Isolated from the rest of Chile and safe from too many people or too much development, the natural beauty of Palena and Aysén has stayed intact. An unrelenting and complex coastline is part of what has kept this part of Patagonia unknown. If this region is the wildest landscape in all of Chile, it’s not because of a steadfast conservation effort by the Chilean people to protect the land from modern industrial-scale development. It’s mostly because no one can really get there and especially not in great numbers. The region is one of the most sparsely populated in all of South America. The terrain is so rugged that building roads just isn’t possible. The Southern Highway, or Carretera Austral, is the only road that crosses this landscape from north to south. The best way, and sometimes the only way, to really see the land is to fly over it.
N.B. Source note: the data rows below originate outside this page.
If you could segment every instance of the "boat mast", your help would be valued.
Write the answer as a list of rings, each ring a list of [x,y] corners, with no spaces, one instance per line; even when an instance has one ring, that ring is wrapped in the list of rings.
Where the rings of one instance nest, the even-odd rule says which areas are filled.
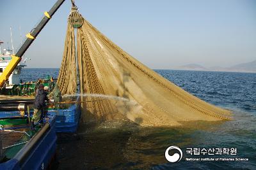
[[[14,55],[13,43],[12,41],[12,27],[10,27],[10,31],[11,32],[11,41],[12,41],[12,54]]]

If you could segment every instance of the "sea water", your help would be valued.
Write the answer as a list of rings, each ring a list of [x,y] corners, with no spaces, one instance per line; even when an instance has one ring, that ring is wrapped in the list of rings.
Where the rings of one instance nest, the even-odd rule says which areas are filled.
[[[24,81],[54,78],[58,69],[24,69]],[[185,90],[233,111],[234,120],[196,122],[195,127],[142,128],[129,122],[81,125],[77,134],[59,135],[60,169],[220,169],[256,168],[256,74],[155,70]],[[166,150],[177,146],[178,162],[169,162]],[[191,155],[189,150],[236,149],[236,155]],[[196,153],[196,154],[197,154]],[[172,155],[172,153],[170,153]]]

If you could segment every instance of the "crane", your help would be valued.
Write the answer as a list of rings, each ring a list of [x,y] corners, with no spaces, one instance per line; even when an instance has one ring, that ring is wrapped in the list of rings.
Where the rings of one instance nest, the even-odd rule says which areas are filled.
[[[23,43],[20,48],[17,50],[17,53],[12,55],[11,61],[0,76],[0,88],[3,87],[4,82],[8,80],[10,75],[21,60],[23,54],[65,1],[65,0],[58,0],[49,11],[44,12],[44,14],[45,16],[36,27],[35,27],[31,32],[26,34],[26,36],[27,37],[27,39]],[[76,7],[74,3],[74,0],[71,0],[71,2],[73,7]]]

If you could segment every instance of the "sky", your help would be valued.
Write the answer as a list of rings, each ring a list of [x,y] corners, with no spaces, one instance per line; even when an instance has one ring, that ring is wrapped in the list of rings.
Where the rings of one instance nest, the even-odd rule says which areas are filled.
[[[0,40],[14,48],[56,0],[0,0]],[[152,69],[228,67],[256,60],[254,0],[75,0],[93,25]],[[28,67],[60,67],[71,3],[66,0],[25,53]],[[20,27],[20,31],[19,27]]]

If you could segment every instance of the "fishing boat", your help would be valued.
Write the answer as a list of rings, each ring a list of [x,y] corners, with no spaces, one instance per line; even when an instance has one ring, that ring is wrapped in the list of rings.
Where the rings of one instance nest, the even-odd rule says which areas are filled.
[[[10,62],[12,55],[13,54],[12,50],[4,49],[2,51],[1,45],[3,43],[3,41],[0,41],[0,76]],[[0,104],[12,103],[32,104],[36,94],[36,87],[39,83],[44,84],[45,87],[50,87],[49,92],[51,92],[54,89],[56,80],[53,80],[54,81],[52,81],[49,75],[45,78],[39,78],[33,81],[24,82],[22,80],[20,73],[22,69],[27,66],[26,60],[26,59],[22,59],[17,64],[10,75],[8,80],[6,81],[5,85],[1,89],[0,94],[2,95],[2,97],[0,97]],[[14,99],[14,100],[6,100],[6,99],[8,98]],[[33,108],[33,106],[31,106],[31,108]],[[33,111],[33,110],[31,110],[31,111]],[[79,104],[58,104],[58,107],[52,106],[49,109],[48,115],[51,117],[56,116],[56,131],[58,132],[76,132],[80,116]],[[0,110],[0,118],[15,118],[19,116],[19,111],[3,111]],[[28,117],[28,115],[24,115],[24,117]]]
[[[29,114],[26,104],[21,105],[6,104],[1,109]],[[29,117],[0,119],[0,169],[44,169],[51,166],[56,157],[56,118],[49,116],[40,122],[31,129]]]
[[[6,48],[3,49],[3,50],[1,50],[1,45],[3,43],[3,41],[0,41],[0,75],[2,74],[3,72],[11,62],[12,55],[13,54],[13,52],[12,50]],[[15,67],[6,82],[6,89],[12,89],[13,85],[17,85],[21,83],[21,80],[20,78],[20,72],[24,67],[27,66],[26,61],[26,59],[24,60],[22,59]]]

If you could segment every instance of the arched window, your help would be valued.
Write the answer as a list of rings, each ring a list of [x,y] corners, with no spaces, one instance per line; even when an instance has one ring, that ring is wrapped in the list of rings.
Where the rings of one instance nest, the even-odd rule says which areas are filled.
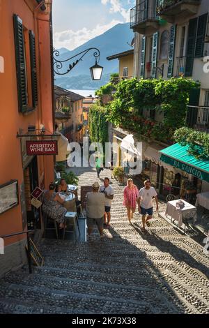
[[[169,57],[169,32],[164,31],[161,34],[160,59],[167,59]]]

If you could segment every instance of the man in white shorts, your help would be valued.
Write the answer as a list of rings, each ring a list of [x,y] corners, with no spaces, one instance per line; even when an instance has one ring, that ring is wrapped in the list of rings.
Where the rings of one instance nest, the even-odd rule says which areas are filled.
[[[142,215],[143,229],[145,230],[145,224],[149,227],[150,224],[148,222],[148,220],[151,220],[151,218],[153,218],[153,198],[155,198],[156,202],[156,211],[158,211],[158,200],[157,193],[155,188],[150,186],[150,181],[146,180],[144,184],[144,187],[141,188],[139,191],[139,213],[141,213]],[[148,216],[146,218],[146,214],[148,214]]]

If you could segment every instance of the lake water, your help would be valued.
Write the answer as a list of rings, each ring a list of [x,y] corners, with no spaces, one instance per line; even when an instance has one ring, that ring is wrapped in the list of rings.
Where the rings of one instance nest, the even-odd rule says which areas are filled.
[[[84,97],[88,97],[91,94],[93,97],[95,97],[95,90],[72,90],[72,89],[70,91],[75,92],[75,94],[80,94]]]

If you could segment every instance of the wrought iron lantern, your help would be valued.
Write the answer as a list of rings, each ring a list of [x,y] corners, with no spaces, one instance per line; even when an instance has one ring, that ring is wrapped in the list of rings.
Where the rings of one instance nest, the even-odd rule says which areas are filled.
[[[103,67],[100,66],[98,65],[98,62],[100,60],[100,52],[98,48],[88,48],[86,49],[86,50],[84,50],[79,54],[75,54],[75,56],[72,56],[72,57],[68,58],[67,59],[64,60],[61,60],[59,59],[58,57],[59,57],[60,54],[59,50],[56,50],[54,49],[53,51],[53,59],[54,59],[54,72],[55,74],[57,74],[59,75],[65,75],[65,74],[68,74],[68,73],[70,72],[70,70],[74,68],[75,66],[77,65],[77,64],[82,60],[83,57],[91,50],[95,50],[93,52],[93,56],[95,59],[95,64],[90,68],[90,71],[91,71],[91,75],[92,80],[101,80],[102,71],[103,71]],[[67,70],[65,70],[64,68],[64,64],[65,63],[68,63],[70,60],[73,59],[76,59],[75,61],[72,61],[72,63],[70,64],[68,66],[68,68]]]

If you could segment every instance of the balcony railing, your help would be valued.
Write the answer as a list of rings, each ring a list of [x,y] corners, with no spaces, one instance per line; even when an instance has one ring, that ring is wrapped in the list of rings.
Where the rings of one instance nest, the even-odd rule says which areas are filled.
[[[207,24],[207,29],[206,29],[206,42],[209,43],[209,20]]]
[[[67,126],[66,128],[63,128],[60,131],[60,132],[63,135],[65,135],[68,133],[70,133],[73,130],[73,126]]]
[[[209,133],[209,107],[187,106],[187,124],[189,128]]]
[[[148,20],[156,20],[156,7],[153,1],[145,0],[130,10],[130,28]]]
[[[80,131],[83,128],[83,124],[78,124],[77,126],[77,131]]]
[[[132,78],[132,76],[116,76],[115,77],[113,77],[112,81],[114,83],[117,83],[120,81],[123,81],[123,80],[131,80]]]
[[[186,56],[182,56],[180,57],[176,57],[177,59],[177,66],[176,66],[176,77],[184,76],[185,73],[186,67]]]
[[[201,0],[157,0],[157,13],[160,15],[164,11],[173,10],[173,15],[178,13],[178,5],[187,3],[188,5],[199,5]],[[176,10],[177,11],[176,12]]]

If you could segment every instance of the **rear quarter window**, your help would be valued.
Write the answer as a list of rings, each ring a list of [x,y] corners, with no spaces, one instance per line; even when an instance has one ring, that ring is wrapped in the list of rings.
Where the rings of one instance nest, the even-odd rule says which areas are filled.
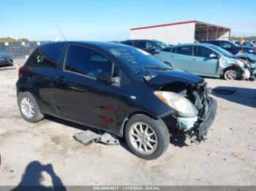
[[[56,69],[64,49],[64,44],[51,44],[37,48],[30,56],[28,63],[31,65]]]

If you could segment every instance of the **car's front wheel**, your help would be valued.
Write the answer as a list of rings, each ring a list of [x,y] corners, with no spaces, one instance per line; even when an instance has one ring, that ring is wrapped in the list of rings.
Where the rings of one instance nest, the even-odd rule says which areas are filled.
[[[165,122],[144,114],[137,114],[129,120],[125,139],[134,154],[147,160],[159,157],[170,144],[170,133]]]
[[[36,122],[44,117],[36,100],[30,93],[20,92],[18,95],[18,104],[22,117],[27,122]]]
[[[226,80],[234,80],[238,77],[238,72],[234,69],[227,69],[224,72],[224,78]]]

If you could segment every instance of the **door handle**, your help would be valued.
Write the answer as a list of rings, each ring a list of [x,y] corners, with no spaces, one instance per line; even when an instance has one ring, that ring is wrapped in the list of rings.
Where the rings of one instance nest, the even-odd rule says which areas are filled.
[[[59,77],[56,77],[56,79],[58,81],[58,82],[64,82],[66,81],[66,79],[62,77],[62,76],[60,76]]]

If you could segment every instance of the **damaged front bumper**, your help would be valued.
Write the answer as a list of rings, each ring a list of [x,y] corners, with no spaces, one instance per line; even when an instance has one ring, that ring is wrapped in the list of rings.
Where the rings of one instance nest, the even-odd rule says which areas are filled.
[[[209,97],[210,93],[206,85],[206,82],[197,84],[191,90],[187,90],[185,96],[198,111],[197,117],[186,118],[171,113],[162,118],[171,134],[178,129],[179,132],[183,132],[187,137],[197,144],[206,139],[208,130],[214,120],[217,108],[217,102],[214,98]]]
[[[187,136],[194,142],[206,139],[208,130],[214,120],[217,109],[217,102],[213,98],[210,98],[210,99],[211,108],[206,118],[203,120],[198,120],[198,121],[195,122],[194,127],[186,133]]]

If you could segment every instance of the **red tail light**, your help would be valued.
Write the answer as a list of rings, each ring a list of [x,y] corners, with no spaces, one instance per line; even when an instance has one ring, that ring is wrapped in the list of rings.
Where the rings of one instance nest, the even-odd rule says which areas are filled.
[[[156,51],[153,51],[152,52],[151,52],[151,55],[157,55],[157,54],[159,54],[159,52],[156,52]]]
[[[20,78],[21,77],[21,71],[24,69],[24,65],[22,66],[21,67],[19,68],[18,71],[18,77]]]

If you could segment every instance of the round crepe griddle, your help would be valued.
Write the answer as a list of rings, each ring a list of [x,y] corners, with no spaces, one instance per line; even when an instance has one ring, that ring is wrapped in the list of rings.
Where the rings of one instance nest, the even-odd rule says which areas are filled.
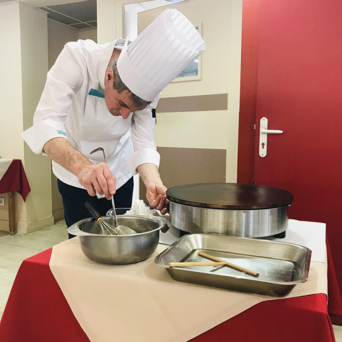
[[[174,186],[166,190],[172,202],[212,209],[271,209],[290,204],[293,195],[276,188],[236,183],[202,183]]]

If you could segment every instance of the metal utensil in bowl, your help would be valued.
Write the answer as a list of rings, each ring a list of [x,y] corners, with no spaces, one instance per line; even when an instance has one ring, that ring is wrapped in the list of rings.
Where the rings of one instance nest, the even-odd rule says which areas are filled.
[[[142,261],[150,256],[159,242],[159,231],[166,220],[159,216],[118,215],[118,224],[131,227],[137,234],[104,235],[96,220],[86,219],[73,225],[68,232],[80,237],[81,248],[90,259],[102,264],[124,264]],[[112,216],[103,217],[105,221]]]
[[[97,152],[98,151],[101,151],[102,153],[103,154],[103,159],[105,160],[105,163],[107,164],[107,160],[106,159],[106,155],[105,154],[104,150],[102,147],[97,147],[97,148],[95,148],[94,150],[93,150],[92,151],[89,153],[89,154],[92,154],[93,153],[94,153],[95,152]],[[116,227],[116,226],[118,225],[118,222],[116,220],[116,213],[115,212],[115,205],[114,203],[114,197],[113,195],[111,195],[111,205],[113,207],[113,212],[112,215],[113,215],[113,217],[114,219],[113,224],[113,225],[115,228]]]
[[[110,224],[109,222],[105,221],[103,218],[97,212],[96,209],[89,201],[86,201],[84,205],[100,225],[102,234],[104,235],[129,235],[136,234],[135,231],[131,229],[129,227],[122,225],[118,225],[116,216],[115,218],[114,216],[113,217],[113,219],[115,218],[115,220],[113,221],[113,224]],[[116,225],[115,225],[115,224]]]

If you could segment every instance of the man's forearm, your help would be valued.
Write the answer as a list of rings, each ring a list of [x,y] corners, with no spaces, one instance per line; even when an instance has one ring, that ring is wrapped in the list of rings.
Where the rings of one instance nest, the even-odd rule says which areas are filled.
[[[146,187],[149,185],[162,184],[156,165],[150,163],[142,164],[137,168],[139,174]]]
[[[44,145],[43,150],[53,160],[76,176],[78,176],[82,167],[93,165],[64,138],[49,140]]]

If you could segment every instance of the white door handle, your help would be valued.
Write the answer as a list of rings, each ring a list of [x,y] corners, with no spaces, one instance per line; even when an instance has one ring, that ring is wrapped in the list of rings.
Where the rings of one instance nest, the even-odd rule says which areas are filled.
[[[259,155],[264,157],[267,153],[267,135],[281,134],[282,131],[279,130],[267,129],[268,121],[266,118],[262,118],[260,120],[260,133],[259,137]]]
[[[277,129],[262,129],[260,132],[263,134],[280,134],[282,131]]]

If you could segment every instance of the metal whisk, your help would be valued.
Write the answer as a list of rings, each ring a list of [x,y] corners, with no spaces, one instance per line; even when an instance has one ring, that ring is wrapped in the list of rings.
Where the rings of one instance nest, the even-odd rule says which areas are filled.
[[[104,235],[129,235],[136,234],[135,231],[125,226],[119,225],[114,227],[110,225],[103,219],[103,218],[89,201],[84,202],[84,205],[100,225]]]

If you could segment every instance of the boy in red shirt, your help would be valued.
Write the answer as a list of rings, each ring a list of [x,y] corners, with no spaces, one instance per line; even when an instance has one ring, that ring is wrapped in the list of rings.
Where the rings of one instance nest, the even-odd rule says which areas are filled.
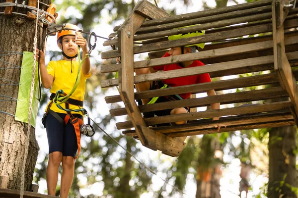
[[[169,40],[180,39],[183,38],[189,38],[191,37],[198,36],[205,34],[204,31],[197,31],[196,32],[189,33],[186,34],[181,34],[180,35],[170,36],[168,37]],[[205,44],[199,44],[195,45],[187,46],[181,47],[172,48],[166,53],[162,57],[167,57],[177,55],[183,54],[194,52],[198,49],[198,47],[203,49]],[[150,73],[156,72],[158,70],[163,71],[173,70],[182,69],[183,68],[198,67],[204,65],[204,63],[200,60],[194,60],[185,61],[179,63],[171,64],[169,65],[157,66],[152,68],[145,68],[136,70],[136,74],[145,74]],[[149,82],[137,84],[135,85],[136,88],[138,92],[142,92],[148,90],[160,89],[165,84],[168,87],[177,87],[183,85],[192,85],[197,83],[203,83],[211,82],[211,79],[208,73],[203,74],[195,75],[193,76],[185,76],[172,78],[169,79],[162,80],[162,81]],[[215,96],[216,93],[214,90],[208,90],[207,91],[208,96]],[[155,102],[161,102],[168,101],[170,100],[187,99],[190,97],[191,93],[181,94],[173,96],[160,97]],[[147,104],[150,102],[151,99],[142,99],[143,104]],[[215,103],[211,104],[212,109],[219,109],[220,108],[220,103]],[[144,113],[144,117],[152,117],[154,114],[160,116],[167,115],[175,115],[188,112],[188,107],[180,107],[172,109],[165,109],[163,110],[156,111]],[[218,120],[219,117],[213,118],[213,120]],[[187,121],[180,121],[175,122],[176,124],[183,124],[187,123]],[[219,132],[220,127],[217,126],[218,131]]]

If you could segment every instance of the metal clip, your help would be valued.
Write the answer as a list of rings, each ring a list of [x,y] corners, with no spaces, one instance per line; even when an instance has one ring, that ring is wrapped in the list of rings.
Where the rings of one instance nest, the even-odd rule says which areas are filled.
[[[94,43],[93,45],[91,44],[91,37],[92,36],[94,37],[95,39]],[[89,47],[89,51],[88,51],[88,55],[90,55],[92,50],[95,48],[95,47],[96,47],[96,41],[97,41],[96,34],[94,32],[92,32],[89,34],[89,36],[88,37],[88,47]]]
[[[91,125],[90,119],[89,117],[88,112],[84,111],[84,115],[87,116],[88,119],[88,124],[83,124],[80,128],[80,133],[82,135],[85,135],[87,137],[92,137],[95,133],[95,131],[93,127]]]
[[[292,1],[294,1],[293,4],[291,4],[291,2]],[[296,0],[290,0],[289,1],[289,3],[287,4],[284,5],[284,8],[287,7],[292,7],[292,9],[295,9],[296,6]]]

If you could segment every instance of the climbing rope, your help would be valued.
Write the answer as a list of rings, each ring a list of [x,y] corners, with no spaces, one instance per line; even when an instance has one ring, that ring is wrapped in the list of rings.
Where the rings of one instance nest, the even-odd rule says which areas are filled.
[[[0,50],[0,53],[1,53],[1,54],[0,54],[0,57],[3,56],[5,55],[17,55],[17,54],[23,54],[23,53],[19,52],[18,51],[6,51],[6,50]],[[0,70],[11,69],[19,69],[22,68],[21,67],[20,67],[18,65],[16,65],[14,64],[10,63],[8,62],[4,61],[4,60],[2,60],[1,58],[0,58],[0,62],[3,62],[4,63],[14,66],[14,67],[13,67],[0,68]],[[15,81],[12,81],[11,80],[6,79],[2,78],[0,78],[0,80],[2,80],[2,81],[7,81],[7,82],[8,82],[10,83],[9,84],[7,84],[7,83],[6,84],[0,84],[0,86],[19,86],[19,83],[18,83],[17,82],[15,82]],[[0,95],[0,97],[10,99],[1,99],[1,100],[0,100],[0,101],[17,101],[17,99],[7,96]],[[13,117],[15,117],[15,115],[13,114],[12,114],[11,113],[9,113],[8,112],[3,111],[1,110],[0,110],[0,113],[4,113],[4,114],[7,114],[9,115],[11,115]]]
[[[173,187],[173,188],[174,188],[175,189],[176,189],[177,190],[177,191],[180,192],[182,194],[184,195],[185,195],[185,196],[186,196],[187,197],[189,197],[192,198],[192,196],[190,196],[190,195],[187,195],[187,194],[183,193],[183,192],[182,191],[181,191],[181,190],[180,190],[179,189],[178,189],[176,187],[175,187],[174,186],[173,186],[172,185],[170,184],[170,183],[169,183],[169,182],[167,181],[166,181],[166,180],[165,180],[164,179],[162,179],[161,177],[160,177],[160,176],[159,176],[158,175],[157,175],[157,174],[156,174],[156,173],[154,171],[153,171],[153,170],[152,170],[150,168],[149,168],[148,166],[147,166],[144,163],[142,162],[140,160],[138,159],[131,152],[130,152],[130,151],[129,151],[128,150],[127,150],[127,149],[126,149],[125,148],[124,148],[123,147],[122,147],[121,146],[121,145],[120,145],[120,144],[119,143],[118,143],[114,138],[113,138],[109,134],[108,134],[104,130],[103,130],[103,129],[102,129],[101,127],[100,127],[99,126],[99,125],[97,123],[96,123],[93,120],[92,120],[91,118],[90,118],[90,119],[91,120],[92,120],[92,121],[93,122],[93,123],[97,127],[98,127],[98,128],[99,129],[100,129],[101,131],[102,131],[102,132],[103,132],[103,133],[104,133],[104,134],[105,135],[106,135],[109,138],[110,138],[113,142],[114,142],[118,146],[119,146],[121,148],[122,148],[124,150],[125,150],[127,153],[128,153],[130,155],[131,155],[135,159],[136,159],[136,161],[137,161],[139,163],[140,163],[140,164],[141,165],[143,165],[149,172],[150,172],[151,173],[153,174],[153,175],[155,175],[156,176],[157,176],[158,178],[159,178],[159,179],[160,179],[161,180],[162,180],[163,181],[164,181],[165,183],[166,183],[168,185],[171,186],[172,187]]]
[[[38,16],[39,12],[39,0],[37,1],[37,15]],[[35,82],[35,71],[36,70],[36,45],[37,44],[37,26],[38,25],[38,20],[36,19],[36,24],[35,26],[35,35],[34,36],[33,43],[33,68],[32,72],[32,80],[31,81],[31,91],[30,93],[30,99],[29,100],[29,112],[28,117],[28,131],[27,132],[27,140],[25,141],[25,153],[24,154],[24,159],[23,160],[23,166],[22,166],[22,172],[21,177],[21,187],[20,187],[20,198],[23,198],[24,195],[24,186],[25,184],[25,167],[26,166],[26,161],[28,157],[28,152],[29,149],[29,145],[30,144],[30,135],[31,134],[31,118],[32,113],[31,105],[33,99],[34,92],[34,84]]]

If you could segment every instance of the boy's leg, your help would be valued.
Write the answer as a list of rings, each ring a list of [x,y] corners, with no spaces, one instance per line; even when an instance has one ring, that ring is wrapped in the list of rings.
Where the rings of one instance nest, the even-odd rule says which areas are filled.
[[[62,175],[60,197],[67,198],[74,174],[74,159],[71,156],[62,158]]]
[[[139,69],[136,69],[136,75],[147,74],[151,73],[149,68],[145,68]],[[138,92],[143,92],[145,91],[150,90],[150,85],[152,82],[147,82],[146,83],[141,83],[135,84],[136,89]],[[143,104],[146,104],[149,102],[150,99],[142,99]]]
[[[48,195],[55,196],[58,181],[58,169],[62,161],[62,153],[59,151],[50,153],[47,168]]]
[[[176,108],[173,109],[171,111],[171,115],[181,114],[182,113],[187,113],[187,111],[184,107]],[[187,120],[178,121],[177,122],[175,122],[175,124],[186,124],[187,122]]]

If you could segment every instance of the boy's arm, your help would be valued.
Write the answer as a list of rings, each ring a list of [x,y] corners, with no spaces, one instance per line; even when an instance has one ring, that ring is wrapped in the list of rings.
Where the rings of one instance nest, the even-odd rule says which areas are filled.
[[[49,89],[52,87],[53,81],[54,81],[54,77],[51,74],[49,74],[47,71],[47,68],[46,68],[46,62],[45,60],[45,53],[42,50],[40,51],[38,49],[36,49],[36,59],[38,59],[39,51],[40,51],[39,70],[40,71],[41,83],[45,88]]]
[[[82,58],[84,58],[87,53],[88,53],[87,41],[83,37],[78,36],[75,41],[75,44],[78,46],[80,46],[81,48],[83,51]],[[78,51],[78,53],[79,53],[79,51]],[[85,75],[89,74],[91,71],[91,63],[90,63],[89,56],[85,59],[85,60],[84,60],[83,66],[82,66],[82,70],[83,71],[83,73]]]
[[[216,96],[216,93],[215,93],[214,90],[208,90],[207,92],[208,96]],[[219,102],[213,103],[211,104],[211,109],[213,110],[220,109],[221,108],[220,104],[221,104]],[[212,120],[218,120],[219,119],[219,117],[215,117],[212,118]],[[219,132],[221,127],[220,126],[217,126],[217,128],[218,132]]]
So the rough terrain of northern Patagonia and Palena, with its twisting fjords, hanging valleys and nameless lakes, is kept safe by its sheer steepness.

But there are troubling signs ahead that threaten to harm the landscape’s purity. Along the coast, careless salmon farming threatens many of the pristine fjords. A number of deals made during the Pinochet regime gave control of Patagonia’s free-flowing rivers to foreign energy companies. Arguing that Chile faces a critical energy deficit between now and 2025, an energy consortium has lobbied for five years to build five hydroelectric dams on the pristine Baker and Pascua rivers, producing 2,750 megawatts of power to be sent north to central Chile. To carry all of that energy, 200-foot-tall transmission lines, which would require a clearcut some 400 feet wide for 1,500 miles, would be constructed and run through 64 communities and 14 protected areas. Completion of dams on these two rivers alone would submerge 5,910 hectares of Patagonia’s remaining wild lands.


LEFT: These yellow chocho lupine are found only around Puerto Tranquilo at the western end of Lago Carrera. CENTER: Small “hanging” lakes dot the granite peaks of northern Patagonia in the province of Palena. Most, like this one, have never been visited by fishermen or hikers or climbers because it would take some serious bushwhacking, then rock-climbing, to reach its shore. The only way to see and photograph such hidden lakes is from a small plane.